# Poppy



## Crossroads Boers (Feb 19, 2011)

I love this girl and feel so blessed to own her. These pictures are from today. She's heading back to her breeder next month and will be bred for Dec/Jan kids! Can't wait! :stars: She currently has 88 show points.


----------



## ksalvagno (Oct 6, 2009)

She looks great!


----------



## nancy d (Oct 5, 2007)

Gotta love Poppy!


----------



## COgoatLover25 (Dec 23, 2013)

She's gorgeous ! Just like all of your goats


----------



## Trickyroo (Sep 26, 2012)

Talk about gorgeous ! WOW ! 
Would you look at the width on that gal !!! 
She looks like a shiny new penny 
Good luck with her breeding , can't wait to see her in the waiting room 
I love her name too , so pretty


----------



## Trickyroo (Sep 26, 2012)

Forth picture down she looks a bit ticked off there……like someone told her pictures add ten pounds or something…not that she has anything to worry about , lucky gal


----------



## Crossroads Boers (Feb 19, 2011)

Thanks ladies.  She's a special girl. I think she'll be bred to a Next Dimension son. He placed 2nd at Nationals earlier this month. 

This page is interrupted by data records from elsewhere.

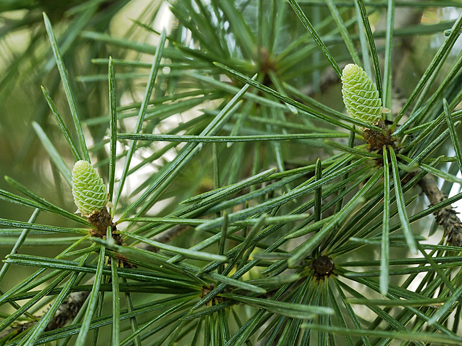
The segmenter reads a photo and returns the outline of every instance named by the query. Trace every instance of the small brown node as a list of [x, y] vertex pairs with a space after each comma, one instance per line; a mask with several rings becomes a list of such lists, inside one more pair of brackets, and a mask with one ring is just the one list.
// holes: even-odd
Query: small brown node
[[112, 222], [112, 218], [107, 211], [107, 208], [105, 207], [99, 211], [96, 211], [89, 215], [86, 219], [88, 222], [95, 226], [96, 229], [92, 228], [90, 230], [92, 237], [104, 239], [107, 227], [111, 227], [111, 232], [112, 234], [112, 239], [118, 245], [121, 245], [123, 243], [123, 240], [121, 235], [117, 233], [117, 227], [115, 224]]
[[387, 128], [383, 120], [380, 119], [371, 125], [380, 127], [383, 130], [383, 132], [372, 129], [362, 128], [364, 133], [364, 140], [369, 145], [369, 151], [381, 150], [384, 146], [387, 145], [395, 147], [395, 138]]
[[324, 278], [325, 276], [329, 276], [333, 273], [335, 268], [332, 259], [328, 256], [320, 256], [313, 262], [313, 268], [318, 279]]

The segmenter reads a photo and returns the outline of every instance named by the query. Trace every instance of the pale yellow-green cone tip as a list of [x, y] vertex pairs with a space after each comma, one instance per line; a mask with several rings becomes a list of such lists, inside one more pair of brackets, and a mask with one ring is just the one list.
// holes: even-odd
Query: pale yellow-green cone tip
[[368, 124], [382, 119], [382, 100], [372, 80], [361, 67], [349, 64], [342, 71], [342, 95], [349, 114]]
[[106, 206], [106, 185], [89, 162], [80, 160], [75, 163], [72, 182], [74, 201], [82, 215], [88, 216]]

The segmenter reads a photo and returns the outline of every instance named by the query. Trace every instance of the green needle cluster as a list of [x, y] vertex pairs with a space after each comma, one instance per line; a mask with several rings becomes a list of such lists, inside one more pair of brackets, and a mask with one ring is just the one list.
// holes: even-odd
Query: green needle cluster
[[377, 88], [361, 67], [349, 64], [342, 71], [342, 94], [349, 114], [369, 124], [382, 118], [382, 100]]
[[80, 160], [75, 163], [72, 182], [74, 201], [82, 215], [90, 215], [106, 205], [106, 185], [89, 162]]

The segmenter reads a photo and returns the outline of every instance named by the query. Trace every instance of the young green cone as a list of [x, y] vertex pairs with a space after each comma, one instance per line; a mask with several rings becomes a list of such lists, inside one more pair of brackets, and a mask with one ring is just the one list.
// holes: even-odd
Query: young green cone
[[349, 64], [342, 71], [342, 94], [348, 113], [365, 123], [382, 119], [382, 100], [372, 80], [361, 67]]
[[82, 216], [102, 209], [107, 202], [106, 185], [90, 163], [80, 160], [72, 169], [72, 195]]

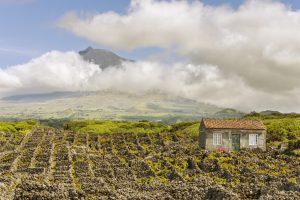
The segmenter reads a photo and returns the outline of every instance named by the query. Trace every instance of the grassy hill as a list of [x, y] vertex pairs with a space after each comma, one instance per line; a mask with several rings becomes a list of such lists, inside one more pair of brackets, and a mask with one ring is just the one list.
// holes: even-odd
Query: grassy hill
[[241, 112], [159, 92], [56, 92], [0, 100], [0, 116], [13, 119], [113, 119], [174, 123], [202, 116], [241, 117]]

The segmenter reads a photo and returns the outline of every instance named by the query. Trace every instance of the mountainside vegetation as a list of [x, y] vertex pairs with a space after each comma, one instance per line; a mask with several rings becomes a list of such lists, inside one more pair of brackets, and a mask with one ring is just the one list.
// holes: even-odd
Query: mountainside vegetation
[[247, 117], [267, 151], [200, 149], [199, 121], [0, 122], [0, 199], [299, 199], [299, 118]]

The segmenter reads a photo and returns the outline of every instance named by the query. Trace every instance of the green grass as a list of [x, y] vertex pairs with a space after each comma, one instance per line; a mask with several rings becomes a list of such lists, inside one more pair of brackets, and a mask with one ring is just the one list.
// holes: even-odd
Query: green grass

Seems like my really spoiled goats don't like to stand still. Poppy is definitely on the really spoiled list. I got after her a couple times for that so she did look a little ticked off in some of those pics. LOL


----------



## toth boer goats (Jul 20, 2008)

Poppy is a good name, she pops my eye's out looking at her beauty.


----------



## Crossroads Boers (Feb 19, 2011)

Thanks Pam.


----------



## NyGoatMom (Jan 26, 2013)

I'm drooling over her width! What a gorgeous girl


----------



## Trickyroo (Sep 26, 2012)

The possible width on Boers is what makes them so amazingly stunning to me , i just can't believe how fast they grow and fill out !
Even when just born , the size of them is just crazy ! 
IMO they come out exactly like tiny adults , lol..


----------



## Crossroads Boers (Feb 19, 2011)

I love her width too. One of the judges last year didn't like her because she was "too wide". She won her class and was Junior Grand the next day...


----------



## Trickyroo (Sep 26, 2012)

Clearly that judge was jealous , lol..
Or….they had a goat in the same class ( kidding )


----------



## COgoatLover25 (Dec 23, 2013)

Crossroads Boers said:


> I love her width too. One of the judges last year didn't like her because she was "too wide". She won her class and was Junior Grand the next day...


Too wide??? I though we were talking about Boers? I didn't know they could be too wide :lol:


----------



## Crossroads Boers (Feb 19, 2011)

She's a dairy judge as well.... so it wasn't too surprising to me.


----------



## groovyoldlady (Jul 21, 2011)

She's stunning!


----------



## Tenacross (May 26, 2011)

Boy her hair looks good. You are feeding right.


----------



## Crossroads Boers (Feb 19, 2011)

Thanks.


----------